🤖 AI Summary
Addressing the challenge of autonomous grasping of deformable leaves in agricultural environments, this paper proposes a geometric-prior-guided self-supervised end-to-end manipulation framework. Methodologically, it introduces a confidence-weighted fusion mechanism wherein a geometric module acts as an “expert teacher” to generate high-quality pseudo-labels, guiding collaborative learning of neural modules such as GraspPointCNN; it further integrates YOLOv8-based instance segmentation with RAFT-Stereo-based binocular depth estimation for robust perception. The key contribution lies in the first dynamic coupling of geometric reasoning and neural learning within a self-supervised training paradigm—eliminating the need for manual annotations.
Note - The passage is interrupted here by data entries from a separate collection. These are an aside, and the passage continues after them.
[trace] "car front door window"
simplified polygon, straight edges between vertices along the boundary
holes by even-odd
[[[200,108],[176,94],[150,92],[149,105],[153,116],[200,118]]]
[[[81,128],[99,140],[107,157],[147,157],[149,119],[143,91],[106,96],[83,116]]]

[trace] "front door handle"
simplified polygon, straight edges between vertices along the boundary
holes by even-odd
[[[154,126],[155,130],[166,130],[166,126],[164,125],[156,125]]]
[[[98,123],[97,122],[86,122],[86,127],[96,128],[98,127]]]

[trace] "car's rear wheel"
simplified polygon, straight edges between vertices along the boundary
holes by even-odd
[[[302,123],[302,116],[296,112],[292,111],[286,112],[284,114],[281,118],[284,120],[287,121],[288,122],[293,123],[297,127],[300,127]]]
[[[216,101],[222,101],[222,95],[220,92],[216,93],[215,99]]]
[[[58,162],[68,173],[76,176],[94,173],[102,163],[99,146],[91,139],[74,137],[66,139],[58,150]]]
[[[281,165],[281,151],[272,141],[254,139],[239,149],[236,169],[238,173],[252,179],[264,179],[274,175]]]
In greenhouse experiments, the approach achieves an 84.7% grasp success rate, outperforming pure geometric methods by 9.4 percentage points and pure neural methods by 24.5 percentage points. This demonstrates substantial improvements in reliability and generalizability for manipulating deformable objects in complex agricultural settings.
📝 Abstract
Automating leaf manipulation in agricultural settings faces significant challenges, including the variability of plant morphologies and deformable leaves. We propose a novel hybrid geometric-neural approach for autonomous leaf grasping that combines traditional computer vision with neural networks through self-supervised learning. Our method integrates YOLOv8 for instance segmentation and RAFT-Stereo for 3D depth estimation to build rich leaf representations, which feed into both a geometric feature scoring pipeline and a neural refinement module (GraspPointCNN). The key innovation is our confidence-weighted fusion mechanism that dynamically balances the contribution of each approach based on prediction certainty. Our self-supervised framework uses the geometric pipeline as an expert teacher to automatically generate training data. Experiments demonstrate that our approach achieves an 88.0% success rate in controlled environments and 84.7% in real greenhouse conditions, significantly outperforming both purely geometric (75.3%) and neural (60.2%) methods. This work establishes a new paradigm for agricultural robotics where domain expertise is seamlessly integrated with machine learning capabilities, providing a foundation for fully automated crop monitoring systems.